Pourtant ce “spectacle répugnant” existe bel et bien. Voici, relevés parmi tant d’autres, quelques cas qui vous permettront de juger sur pièce de la réalité des persécutions et de l’intolérance religieuse qui règne en Argentine.
des faits qui parlent d’eux-mêmes
“30 Témoins arrêtés.” Cette manchette en date du 29 mars 1978 parut dans un journal d’Andalgalá, dans la province de Catamarca, à la suite de l’arrestation de Ramon Alvarez ainsi que de sa famille et de quelques invités venus célébrer la Cène chez lui. Après la prière qui conclut cette cérémonie que ces chrétiens observent tous les ans, on leur confisqua leurs Bibles et leurs ouvrages religieux et on les conduisit au poste de police. Là, ces hommes et ces femmes durent passer la nuit dehors, dans la cour du commissariat. Au total, ils restèrent détenus six jours.
À la station balnéaire de Mar del Plata, 19 adultes et 3 mineurs qui étudiaient la Bible furent surpris par l’irruption de 15 policiers qui leur intimèrent l’ordre de quitter la pièce, les bras en l’air. Pour Hector Mariño et d’autres adultes, la garde à vue se prolongea 45 heures. Quatre Témoins, venus leur apporter de la nourriture et des vêtements, furent arrêtés. Pour avoir dit: “Je suis fier que mon père soit Témoin de Jéhovah”, un homme qui n’était pas Témoin fut arrêté à son tour.

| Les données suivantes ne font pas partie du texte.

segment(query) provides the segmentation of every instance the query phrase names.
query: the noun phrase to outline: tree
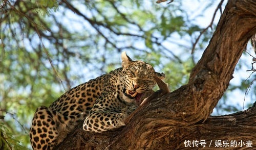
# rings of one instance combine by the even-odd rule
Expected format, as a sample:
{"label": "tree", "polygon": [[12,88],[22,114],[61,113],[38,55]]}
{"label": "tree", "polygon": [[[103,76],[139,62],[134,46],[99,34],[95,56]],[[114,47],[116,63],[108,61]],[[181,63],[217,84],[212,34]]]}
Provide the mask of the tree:
{"label": "tree", "polygon": [[[227,88],[247,42],[256,33],[255,6],[252,0],[228,2],[187,84],[152,99],[124,128],[96,134],[82,132],[80,124],[59,149],[174,149],[185,148],[185,140],[221,140],[221,144],[224,140],[255,141],[255,103],[244,112],[209,116]],[[209,149],[216,148],[211,145]]]}
{"label": "tree", "polygon": [[[116,54],[121,51],[164,72],[172,90],[186,84],[224,1],[198,1],[204,6],[195,13],[182,7],[184,1],[171,5],[142,0],[1,1],[0,147],[29,148],[28,131],[36,108],[48,106],[71,87],[120,67]],[[215,5],[209,26],[200,26],[197,18]],[[236,69],[250,67],[246,63],[251,57]],[[246,82],[230,84],[227,91],[239,89],[254,99],[252,74]],[[230,97],[224,94],[216,108],[237,111],[233,104],[225,104]]]}

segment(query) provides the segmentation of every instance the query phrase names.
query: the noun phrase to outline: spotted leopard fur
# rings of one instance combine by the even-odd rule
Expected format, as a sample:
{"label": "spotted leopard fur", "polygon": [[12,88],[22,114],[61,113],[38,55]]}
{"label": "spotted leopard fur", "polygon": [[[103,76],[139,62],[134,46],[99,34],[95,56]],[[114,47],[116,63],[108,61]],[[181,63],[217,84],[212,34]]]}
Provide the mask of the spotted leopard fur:
{"label": "spotted leopard fur", "polygon": [[150,64],[133,61],[125,52],[122,68],[71,89],[47,108],[37,108],[30,130],[34,149],[52,149],[84,120],[83,130],[102,132],[125,126],[124,120],[135,110],[143,93],[156,84]]}

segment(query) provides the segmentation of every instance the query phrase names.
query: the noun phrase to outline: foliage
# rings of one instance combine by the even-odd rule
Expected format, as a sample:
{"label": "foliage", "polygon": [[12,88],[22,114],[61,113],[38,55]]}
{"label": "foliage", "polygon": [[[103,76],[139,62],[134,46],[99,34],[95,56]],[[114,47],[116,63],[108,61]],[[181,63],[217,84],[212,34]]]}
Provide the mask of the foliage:
{"label": "foliage", "polygon": [[[9,149],[30,147],[28,133],[36,108],[120,67],[121,51],[165,72],[172,91],[185,84],[214,31],[203,33],[190,54],[205,27],[197,20],[218,2],[199,1],[204,4],[201,12],[195,11],[191,17],[184,1],[169,5],[142,0],[1,2],[0,116],[6,116],[0,124],[1,143]],[[242,68],[250,65],[247,60],[237,69],[245,71]],[[231,84],[228,92],[244,93],[248,85]],[[251,99],[255,99],[251,93]],[[227,95],[219,110],[237,111],[236,106],[224,105]]]}

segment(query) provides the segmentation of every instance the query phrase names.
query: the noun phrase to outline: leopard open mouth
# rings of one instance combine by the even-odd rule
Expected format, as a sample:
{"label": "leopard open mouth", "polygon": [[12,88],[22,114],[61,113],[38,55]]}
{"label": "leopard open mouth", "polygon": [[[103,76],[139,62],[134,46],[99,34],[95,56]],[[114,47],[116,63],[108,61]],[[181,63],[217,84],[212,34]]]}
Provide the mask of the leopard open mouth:
{"label": "leopard open mouth", "polygon": [[139,93],[137,91],[132,91],[131,90],[127,90],[126,89],[124,89],[123,91],[124,95],[127,97],[129,97],[131,99],[135,98],[136,102],[138,102],[140,101],[141,96],[143,93]]}

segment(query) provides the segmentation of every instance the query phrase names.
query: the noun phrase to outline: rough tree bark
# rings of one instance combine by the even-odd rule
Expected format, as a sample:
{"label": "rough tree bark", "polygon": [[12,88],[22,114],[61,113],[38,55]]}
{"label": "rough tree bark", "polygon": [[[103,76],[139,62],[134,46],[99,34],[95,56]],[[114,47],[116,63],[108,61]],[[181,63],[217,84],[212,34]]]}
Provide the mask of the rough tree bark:
{"label": "rough tree bark", "polygon": [[255,103],[243,112],[209,117],[232,78],[248,40],[255,33],[256,1],[228,1],[187,85],[152,99],[123,128],[94,133],[83,131],[81,122],[57,149],[191,149],[185,147],[185,140],[202,140],[206,141],[207,147],[204,148],[207,149],[216,148],[215,140],[250,140],[253,148],[255,148]]}

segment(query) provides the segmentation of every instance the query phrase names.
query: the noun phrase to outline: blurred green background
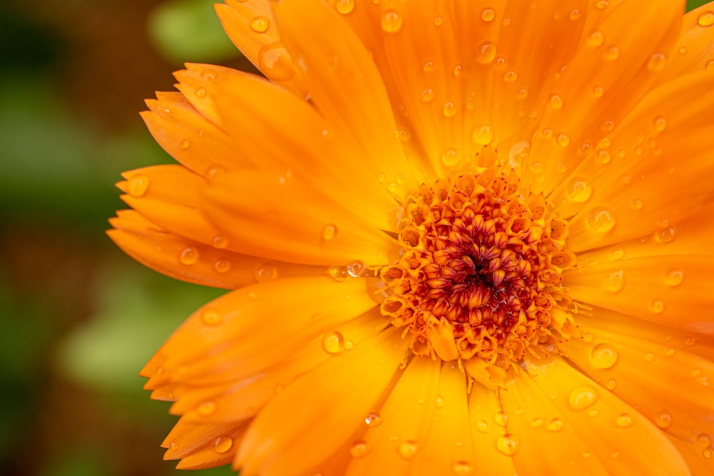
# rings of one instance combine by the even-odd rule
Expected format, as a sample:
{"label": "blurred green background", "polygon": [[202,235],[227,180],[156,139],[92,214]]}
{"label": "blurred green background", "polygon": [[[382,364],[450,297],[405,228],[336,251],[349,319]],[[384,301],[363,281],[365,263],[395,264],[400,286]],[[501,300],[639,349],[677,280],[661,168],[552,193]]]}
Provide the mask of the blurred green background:
{"label": "blurred green background", "polygon": [[104,231],[119,173],[171,161],[143,100],[184,61],[255,71],[212,3],[0,4],[0,475],[186,474],[161,460],[176,419],[138,372],[220,291],[144,268]]}

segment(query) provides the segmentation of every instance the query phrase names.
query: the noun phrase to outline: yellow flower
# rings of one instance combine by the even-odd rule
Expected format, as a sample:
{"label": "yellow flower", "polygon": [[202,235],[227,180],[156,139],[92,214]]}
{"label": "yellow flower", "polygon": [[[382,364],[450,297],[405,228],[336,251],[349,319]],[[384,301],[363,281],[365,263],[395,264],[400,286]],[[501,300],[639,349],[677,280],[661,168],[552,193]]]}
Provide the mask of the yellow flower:
{"label": "yellow flower", "polygon": [[235,289],[144,369],[180,467],[714,474],[714,6],[226,0],[111,238]]}

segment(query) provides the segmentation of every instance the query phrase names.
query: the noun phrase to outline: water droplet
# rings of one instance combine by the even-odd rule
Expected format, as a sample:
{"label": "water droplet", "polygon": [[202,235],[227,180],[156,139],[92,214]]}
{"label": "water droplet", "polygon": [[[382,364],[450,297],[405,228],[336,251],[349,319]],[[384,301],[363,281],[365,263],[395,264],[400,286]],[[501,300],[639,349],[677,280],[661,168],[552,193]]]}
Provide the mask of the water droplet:
{"label": "water droplet", "polygon": [[659,299],[655,299],[652,301],[652,304],[650,305],[650,310],[655,314],[661,314],[665,310],[665,303]]}
{"label": "water droplet", "polygon": [[226,260],[218,260],[213,263],[213,270],[216,273],[228,273],[231,270],[231,262]]}
{"label": "water droplet", "polygon": [[133,197],[141,197],[149,188],[149,177],[145,175],[135,175],[129,178],[128,191]]}
{"label": "water droplet", "polygon": [[454,106],[453,103],[451,101],[446,103],[443,107],[443,113],[446,117],[453,117],[454,114],[456,113],[456,108]]}
{"label": "water droplet", "polygon": [[213,451],[222,455],[230,450],[232,446],[233,438],[229,436],[218,437],[213,442]]}
{"label": "water droplet", "polygon": [[632,417],[630,417],[628,414],[620,413],[618,415],[618,417],[615,419],[615,422],[621,428],[627,428],[632,426],[634,420],[633,420]]}
{"label": "water droplet", "polygon": [[610,293],[618,293],[625,285],[625,272],[623,270],[613,271],[603,278],[603,287]]}
{"label": "water droplet", "polygon": [[421,91],[421,102],[428,103],[434,98],[434,90],[433,89],[425,89]]}
{"label": "water droplet", "polygon": [[198,260],[198,250],[193,246],[183,248],[178,255],[178,261],[181,264],[190,265]]}
{"label": "water droplet", "polygon": [[411,460],[416,455],[416,451],[418,449],[419,447],[416,441],[407,440],[400,443],[398,452],[399,452],[399,456],[405,460]]}
{"label": "water droplet", "polygon": [[615,216],[605,207],[597,207],[588,216],[588,225],[593,231],[604,233],[615,226]]}
{"label": "water droplet", "polygon": [[447,167],[453,167],[458,163],[458,153],[453,147],[441,153],[441,163]]}
{"label": "water droplet", "polygon": [[560,109],[563,107],[563,98],[558,94],[551,94],[548,98],[548,105],[553,109]]}
{"label": "water droplet", "polygon": [[493,21],[496,18],[496,11],[493,9],[483,9],[481,10],[481,19],[488,23]]}
{"label": "water droplet", "polygon": [[703,11],[697,19],[700,26],[711,26],[714,25],[714,11],[707,10]]}
{"label": "water droplet", "polygon": [[582,203],[593,195],[593,187],[584,177],[575,177],[568,183],[565,194],[574,202]]}
{"label": "water droplet", "polygon": [[345,350],[345,338],[338,330],[328,330],[322,337],[322,347],[330,354],[338,354]]}
{"label": "water droplet", "polygon": [[658,230],[655,233],[655,239],[661,243],[672,243],[677,238],[677,232],[672,227]]}
{"label": "water droplet", "polygon": [[278,268],[272,265],[263,263],[253,268],[253,275],[258,283],[265,283],[278,278]]}
{"label": "water droplet", "polygon": [[568,399],[568,402],[570,408],[576,412],[592,407],[600,398],[598,390],[592,385],[580,385],[573,389]]}
{"label": "water droplet", "polygon": [[365,417],[364,422],[366,423],[367,426],[370,428],[379,426],[382,422],[382,416],[377,412],[370,412],[367,414],[367,416]]}
{"label": "water droplet", "polygon": [[586,43],[588,46],[597,48],[602,45],[604,41],[605,36],[603,34],[603,32],[595,30],[588,36]]}
{"label": "water droplet", "polygon": [[667,55],[664,53],[655,53],[647,61],[647,68],[650,71],[660,71],[667,64]]}
{"label": "water droplet", "polygon": [[614,61],[619,57],[620,49],[617,46],[610,46],[603,54],[603,58],[608,61]]}
{"label": "water droplet", "polygon": [[361,458],[367,454],[367,450],[369,447],[367,445],[367,442],[364,440],[358,440],[357,441],[352,443],[350,447],[350,455],[352,455],[353,458]]}
{"label": "water droplet", "polygon": [[471,466],[471,463],[463,460],[456,462],[451,466],[451,469],[453,470],[453,474],[456,475],[456,476],[470,475],[473,470],[473,467]]}
{"label": "water droplet", "polygon": [[590,353],[590,361],[595,368],[610,368],[618,362],[618,351],[610,344],[600,343]]}
{"label": "water droplet", "polygon": [[548,431],[560,431],[563,430],[563,422],[560,418],[553,418],[545,427]]}
{"label": "water droplet", "polygon": [[211,401],[201,402],[197,409],[198,415],[207,417],[216,411],[216,404]]}
{"label": "water droplet", "polygon": [[354,9],[355,2],[353,0],[337,0],[335,7],[341,14],[346,15]]}
{"label": "water droplet", "polygon": [[393,10],[387,10],[382,14],[382,29],[387,33],[394,33],[398,31],[401,28],[401,15]]}
{"label": "water droplet", "polygon": [[270,22],[265,16],[256,16],[251,20],[251,28],[256,33],[265,33],[268,31]]}
{"label": "water droplet", "polygon": [[337,236],[337,226],[332,223],[328,223],[322,229],[322,239],[332,240]]}
{"label": "water droplet", "polygon": [[496,58],[496,45],[491,41],[483,41],[476,47],[476,61],[488,64]]}
{"label": "water droplet", "polygon": [[288,50],[280,41],[264,45],[258,50],[258,68],[273,81],[288,81],[295,76]]}
{"label": "water droplet", "polygon": [[493,141],[493,128],[488,124],[476,127],[471,133],[471,138],[478,144],[489,144]]}
{"label": "water droplet", "polygon": [[201,321],[206,325],[218,325],[223,322],[223,316],[215,310],[204,310],[201,315]]}
{"label": "water droplet", "polygon": [[498,451],[506,456],[513,456],[518,452],[518,450],[520,449],[518,437],[515,435],[509,433],[498,437],[496,446],[498,448]]}

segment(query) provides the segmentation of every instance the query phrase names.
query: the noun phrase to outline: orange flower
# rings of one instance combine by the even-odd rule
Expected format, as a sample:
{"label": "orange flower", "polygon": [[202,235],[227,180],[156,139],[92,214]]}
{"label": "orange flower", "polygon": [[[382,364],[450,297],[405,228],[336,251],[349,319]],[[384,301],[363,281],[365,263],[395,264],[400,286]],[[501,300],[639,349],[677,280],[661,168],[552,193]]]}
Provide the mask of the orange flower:
{"label": "orange flower", "polygon": [[109,232],[235,289],[142,371],[179,467],[714,474],[714,6],[226,0]]}

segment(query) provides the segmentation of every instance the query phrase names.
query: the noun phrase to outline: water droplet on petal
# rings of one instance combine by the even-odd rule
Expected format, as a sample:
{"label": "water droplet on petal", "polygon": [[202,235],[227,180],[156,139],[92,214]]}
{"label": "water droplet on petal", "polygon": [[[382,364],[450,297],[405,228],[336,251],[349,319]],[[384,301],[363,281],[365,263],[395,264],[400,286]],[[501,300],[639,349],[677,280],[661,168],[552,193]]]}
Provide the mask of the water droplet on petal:
{"label": "water droplet on petal", "polygon": [[419,449],[416,441],[407,440],[400,443],[398,451],[399,456],[405,460],[411,460],[416,455],[416,452]]}
{"label": "water droplet on petal", "polygon": [[190,265],[198,260],[198,250],[193,246],[183,248],[178,255],[178,261],[181,264]]}
{"label": "water droplet on petal", "polygon": [[518,437],[515,435],[508,433],[498,437],[496,445],[498,448],[498,451],[506,456],[513,456],[518,452],[518,450],[520,449]]}
{"label": "water droplet on petal", "polygon": [[141,197],[149,188],[149,177],[145,175],[135,175],[129,178],[128,191],[133,197]]}
{"label": "water droplet on petal", "polygon": [[393,10],[388,10],[382,14],[382,29],[387,33],[395,33],[401,28],[401,15]]}
{"label": "water droplet on petal", "polygon": [[615,216],[605,207],[597,207],[588,216],[588,225],[593,231],[604,233],[615,226]]}
{"label": "water droplet on petal", "polygon": [[265,16],[256,16],[251,20],[251,28],[256,33],[265,33],[269,26],[270,22]]}
{"label": "water droplet on petal", "polygon": [[222,455],[230,450],[232,446],[233,438],[229,436],[218,437],[213,442],[213,451]]}
{"label": "water droplet on petal", "polygon": [[615,422],[621,428],[627,428],[632,426],[634,420],[633,420],[632,417],[627,413],[620,413],[618,415],[618,417],[615,418]]}
{"label": "water droplet on petal", "polygon": [[582,412],[595,405],[600,398],[598,390],[592,385],[580,385],[570,392],[568,402],[570,408],[576,412]]}
{"label": "water droplet on petal", "polygon": [[610,368],[618,362],[618,351],[611,344],[600,343],[590,353],[590,361],[595,368]]}

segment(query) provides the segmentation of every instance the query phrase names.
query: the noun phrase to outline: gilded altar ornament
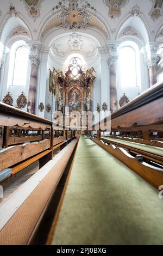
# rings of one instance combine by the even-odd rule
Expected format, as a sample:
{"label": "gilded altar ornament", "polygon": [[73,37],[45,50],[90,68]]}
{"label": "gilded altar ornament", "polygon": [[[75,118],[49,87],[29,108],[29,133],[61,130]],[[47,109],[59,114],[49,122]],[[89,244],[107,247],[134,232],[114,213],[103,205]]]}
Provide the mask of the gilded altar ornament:
{"label": "gilded altar ornament", "polygon": [[27,99],[24,94],[23,92],[22,92],[22,94],[18,97],[16,102],[17,105],[19,108],[24,108],[26,107],[27,104]]}
{"label": "gilded altar ornament", "polygon": [[48,113],[49,113],[49,112],[51,111],[52,108],[51,108],[51,106],[50,105],[49,103],[47,104],[46,106],[46,109],[47,111],[47,112]]}
{"label": "gilded altar ornament", "polygon": [[92,80],[95,80],[96,77],[93,75],[94,73],[96,73],[96,71],[92,67],[90,69],[88,69],[85,75],[86,79],[90,78]]}
{"label": "gilded altar ornament", "polygon": [[123,107],[123,106],[126,105],[127,103],[129,102],[129,99],[127,96],[126,95],[125,93],[123,94],[123,96],[120,99],[119,101],[119,104],[120,107]]}
{"label": "gilded altar ornament", "polygon": [[99,103],[97,103],[97,111],[98,112],[98,113],[100,113],[101,111],[101,106]]}
{"label": "gilded altar ornament", "polygon": [[104,102],[102,106],[102,109],[103,111],[105,112],[108,110],[108,105],[106,102]]}
{"label": "gilded altar ornament", "polygon": [[59,84],[62,83],[65,80],[65,77],[62,71],[59,71],[55,68],[53,69],[53,71],[49,69],[49,92],[52,93],[54,96],[56,95],[56,88]]}
{"label": "gilded altar ornament", "polygon": [[12,106],[13,105],[13,99],[10,95],[10,93],[8,92],[7,95],[5,95],[3,100],[3,103],[5,103],[8,105]]}
{"label": "gilded altar ornament", "polygon": [[40,110],[40,112],[42,112],[42,111],[44,109],[43,103],[42,103],[42,102],[40,103],[40,105],[39,106],[39,110]]}
{"label": "gilded altar ornament", "polygon": [[27,103],[27,109],[29,109],[29,113],[30,113],[30,110],[31,109],[31,103],[30,101],[28,101],[28,102]]}
{"label": "gilded altar ornament", "polygon": [[116,111],[118,109],[118,102],[117,101],[115,101],[113,106],[113,111]]}

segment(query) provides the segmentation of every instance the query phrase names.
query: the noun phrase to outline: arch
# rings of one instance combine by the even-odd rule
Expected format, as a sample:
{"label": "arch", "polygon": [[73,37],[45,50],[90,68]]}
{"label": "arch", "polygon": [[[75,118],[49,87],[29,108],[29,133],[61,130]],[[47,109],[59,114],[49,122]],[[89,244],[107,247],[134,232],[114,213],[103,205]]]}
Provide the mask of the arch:
{"label": "arch", "polygon": [[[159,25],[156,29],[156,33],[155,34],[155,38],[154,38],[154,40],[155,41],[158,41],[159,40],[159,38],[158,39],[158,36],[160,32],[161,32],[163,31],[163,24],[162,23],[161,25]],[[160,39],[162,40],[163,39],[163,34],[162,36],[160,36]]]}
{"label": "arch", "polygon": [[[62,30],[62,28],[60,26],[60,21],[59,19],[59,11],[55,12],[50,12],[44,17],[42,21],[39,28],[39,35],[37,39],[41,41],[44,41],[45,38],[49,34],[49,32],[51,31],[57,31],[59,29],[60,31]],[[108,29],[109,25],[106,26],[105,23],[99,18],[97,15],[95,15],[91,11],[88,11],[90,14],[90,25],[89,31],[92,30],[93,31],[96,29],[98,33],[101,34],[101,36],[105,39],[105,40],[110,39],[110,35],[109,30]],[[88,28],[86,29],[87,31]],[[65,30],[64,29],[65,32]],[[78,32],[80,32],[79,31]],[[73,32],[73,31],[71,31]]]}
{"label": "arch", "polygon": [[[125,65],[123,64],[124,61],[126,62]],[[121,67],[121,86],[122,86],[123,80],[125,80],[125,82],[123,81],[123,83],[126,84],[126,87],[133,86],[141,88],[140,49],[139,45],[136,42],[133,41],[126,40],[121,44],[120,47],[119,63],[119,66]],[[128,69],[130,69],[130,71],[128,70],[126,70],[127,66]],[[129,77],[129,76],[131,76],[131,77]],[[134,80],[134,84],[131,85],[131,81],[133,81],[133,80]]]}
{"label": "arch", "polygon": [[29,49],[24,41],[16,41],[12,44],[10,54],[8,85],[26,86],[28,55]]}
{"label": "arch", "polygon": [[[132,22],[134,21],[134,22]],[[151,40],[149,31],[150,28],[148,24],[145,22],[145,19],[142,17],[142,15],[137,14],[135,17],[130,13],[127,14],[126,16],[122,20],[122,22],[120,23],[120,25],[117,27],[117,32],[115,39],[117,40],[118,36],[123,30],[128,27],[131,27],[134,30],[139,33],[141,37],[143,39],[145,44],[147,44]],[[136,19],[137,20],[136,20]]]}
{"label": "arch", "polygon": [[5,15],[0,26],[0,40],[5,44],[10,34],[18,27],[24,28],[29,33],[31,39],[33,39],[32,33],[28,23],[29,22],[24,21],[24,19],[20,16],[17,15],[16,17],[9,14]]}

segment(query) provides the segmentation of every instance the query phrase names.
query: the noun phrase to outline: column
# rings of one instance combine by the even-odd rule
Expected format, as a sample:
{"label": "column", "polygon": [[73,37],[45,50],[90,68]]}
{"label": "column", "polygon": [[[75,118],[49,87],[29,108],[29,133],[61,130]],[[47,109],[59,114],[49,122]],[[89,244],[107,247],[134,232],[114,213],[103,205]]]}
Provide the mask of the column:
{"label": "column", "polygon": [[120,42],[111,41],[107,45],[109,58],[108,64],[110,69],[110,111],[111,113],[117,110],[118,97],[117,88],[117,64],[118,59],[118,47]]}
{"label": "column", "polygon": [[147,62],[149,69],[150,87],[154,86],[158,82],[156,74],[156,65],[158,57],[153,57],[148,59]]}
{"label": "column", "polygon": [[107,63],[107,54],[104,48],[99,47],[98,51],[101,63],[101,109],[103,103],[108,105],[108,111],[110,111],[110,83],[109,70]]}
{"label": "column", "polygon": [[117,90],[116,66],[118,60],[117,56],[110,56],[108,59],[108,65],[110,68],[110,111],[113,113],[117,110],[118,98]]}
{"label": "column", "polygon": [[52,100],[49,99],[49,101],[46,101],[46,97],[50,94],[49,93],[49,86],[47,86],[47,78],[49,78],[49,71],[48,69],[48,57],[50,47],[44,47],[42,49],[41,53],[41,64],[40,67],[40,77],[39,80],[39,86],[37,91],[37,105],[39,106],[40,102],[42,102],[45,106],[44,109],[42,112],[40,112],[40,109],[36,109],[36,114],[40,117],[45,117],[46,105],[46,103],[52,104]]}
{"label": "column", "polygon": [[30,103],[30,108],[28,112],[32,114],[36,114],[35,106],[37,100],[37,86],[39,66],[40,63],[37,45],[32,45],[29,56],[31,63],[31,71],[28,93],[28,102]]}
{"label": "column", "polygon": [[149,42],[146,46],[151,87],[157,83],[156,65],[158,61],[157,52],[159,44],[156,42]]}

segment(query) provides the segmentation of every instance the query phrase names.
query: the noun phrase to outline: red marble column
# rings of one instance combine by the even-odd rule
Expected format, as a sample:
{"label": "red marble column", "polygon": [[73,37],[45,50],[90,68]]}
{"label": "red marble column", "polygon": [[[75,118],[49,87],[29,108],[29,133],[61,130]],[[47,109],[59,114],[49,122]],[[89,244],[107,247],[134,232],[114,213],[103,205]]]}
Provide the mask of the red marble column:
{"label": "red marble column", "polygon": [[157,81],[157,75],[156,75],[156,65],[157,65],[157,58],[151,58],[147,63],[148,67],[149,69],[149,81],[150,87],[155,84]]}
{"label": "red marble column", "polygon": [[110,111],[113,113],[117,109],[117,91],[116,81],[116,65],[118,57],[112,56],[108,60],[110,76]]}
{"label": "red marble column", "polygon": [[37,73],[40,59],[37,56],[30,56],[31,62],[31,72],[28,93],[28,102],[30,103],[30,108],[28,112],[32,114],[35,113],[35,103],[36,101]]}

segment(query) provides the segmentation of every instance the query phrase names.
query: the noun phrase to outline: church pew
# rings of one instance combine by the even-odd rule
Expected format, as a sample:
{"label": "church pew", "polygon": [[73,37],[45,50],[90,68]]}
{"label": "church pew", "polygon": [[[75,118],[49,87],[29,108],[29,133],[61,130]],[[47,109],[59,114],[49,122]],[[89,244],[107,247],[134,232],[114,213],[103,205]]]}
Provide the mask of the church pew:
{"label": "church pew", "polygon": [[98,145],[104,149],[109,153],[112,155],[117,159],[126,164],[137,174],[144,179],[146,181],[159,189],[160,186],[163,184],[163,157],[160,163],[162,167],[149,164],[143,161],[141,155],[134,157],[122,148],[116,147],[115,144],[106,144],[103,141],[97,139],[92,139]]}
{"label": "church pew", "polygon": [[[73,140],[67,146],[57,161],[54,157],[35,174],[28,181],[28,183],[23,184],[20,190],[17,190],[15,194],[11,195],[5,204],[7,205],[4,205],[4,209],[8,209],[8,212],[5,216],[0,214],[1,245],[30,243],[47,210],[78,141]],[[45,172],[47,174],[41,179]],[[36,183],[36,186],[30,193],[29,190],[33,187],[34,182]],[[24,194],[22,195],[21,192],[24,191],[26,198],[23,200],[22,198],[24,197]],[[27,193],[30,194],[27,196]],[[21,200],[22,202],[20,202]],[[13,205],[15,204],[18,206],[13,209]],[[9,233],[10,235],[8,235]]]}
{"label": "church pew", "polygon": [[[163,83],[159,83],[101,122],[106,125],[111,119],[111,136],[136,138],[133,142],[162,147]],[[96,126],[93,130],[96,130]],[[101,137],[101,130],[98,137]],[[156,133],[154,135],[154,133]],[[119,134],[118,136],[117,134]]]}
{"label": "church pew", "polygon": [[[158,191],[97,145],[102,142],[85,138],[79,139],[47,245],[162,244]],[[107,147],[121,156],[121,161],[138,166],[152,182],[157,171],[158,181],[163,182],[162,172],[150,165],[143,169],[141,157]]]}
{"label": "church pew", "polygon": [[[52,159],[54,150],[63,148],[73,137],[68,132],[69,142],[61,145],[66,136],[54,138],[55,128],[52,121],[1,102],[0,128],[0,182],[9,176],[8,173],[14,174],[22,169],[22,162],[26,162],[26,167],[28,163],[34,162],[31,159],[34,160],[35,156],[41,168]],[[59,127],[61,131],[64,128]]]}
{"label": "church pew", "polygon": [[[110,135],[102,135],[99,127],[92,139],[157,189],[163,184],[162,109],[163,83],[160,83],[111,114]],[[106,125],[109,120],[110,116],[101,124]],[[97,124],[94,130],[96,127]],[[136,155],[141,155],[145,163],[138,163]]]}

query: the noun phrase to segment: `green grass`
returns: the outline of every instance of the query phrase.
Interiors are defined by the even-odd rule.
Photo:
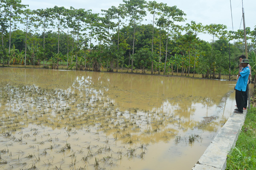
[[[226,169],[256,169],[256,108],[248,111],[236,147],[227,156]]]

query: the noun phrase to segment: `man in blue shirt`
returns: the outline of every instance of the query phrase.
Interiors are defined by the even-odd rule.
[[[241,71],[238,74],[239,78],[235,87],[236,90],[236,102],[237,109],[235,109],[234,112],[238,113],[242,113],[244,103],[244,93],[247,87],[247,81],[250,69],[247,66],[249,64],[248,59],[243,59],[240,62],[243,68]]]

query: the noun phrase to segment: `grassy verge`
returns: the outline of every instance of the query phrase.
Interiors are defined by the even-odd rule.
[[[256,169],[256,107],[249,110],[236,147],[228,156],[227,170]]]

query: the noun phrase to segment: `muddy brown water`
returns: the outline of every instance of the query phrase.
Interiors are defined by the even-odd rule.
[[[0,68],[0,168],[191,169],[235,82]]]

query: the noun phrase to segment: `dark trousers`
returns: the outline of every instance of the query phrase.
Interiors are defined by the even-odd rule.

Un incident scandaleux se déroula dans la province de Misiones, à Puerto Rico. Après que leurs enfants eurent été renvoyés de l’école pour n’avoir pas salué le drapeau, 16 Témoins furent jetés en prison, où on les laissa croupir 55 jours parmi des malfaiteurs de toutes sortes. Dans l’incapacité de travailler, les pères de famille ne pouvaient plus pourvoir aux besoins des leurs. Quant aux mamans, jetées en prison elles aussi, elles durent confier leurs enfants à la garde d’autres familles chrétiennes.
Dans la même province, des soldats perquisitionnèrent le domicile de plusieurs Témoins, confisquant toutes leurs publications, même des traductions de la Bible dont la circulation est parfaitement légale. Il y eut 15 arrestations, dont celle d’une personne qui n’était pas Témoin mais possédait certains de leurs ouvrages. Les maisons voisines furent également fouillées et les occupants menacés d’être arrêtés à leur tour s’ils ne brûlaient pas les publications des Témoins de Jéhovah qui pouvaient demeurer en leur possession.
Dans la province de Formosa, un Témoin nommé Mosconi fut cueilli à son domicile par le commissaire de police, qui le conduisit hors de la ville de Pirané, l’avertissant que s’il osait retourner chez lui, il irait en prison. Toujours dans cette province, des soldats en armes firent irruption dans une maison dont ils injurièrent et frappèrent les sept occupants avant de les mettre en état d’arrestation. Cette famille ne fut relâchée qu’au bout de trois jours.
À Villa Constitución, dans la province de Santa Fe, des perquisitions eurent lieu chez un particulier. Au nombre des ouvrages saisis figuraient plusieurs Bibles éditées par diverses organisations religieuses. Toutes les personnes présentes furent convoquées au poste de police. Là, on les avertit qu’elles risquaient 10 ans de prison si elles étaient prises une nouvelle fois avec des ouvrages diffusés par les Témoins de Jéhovah.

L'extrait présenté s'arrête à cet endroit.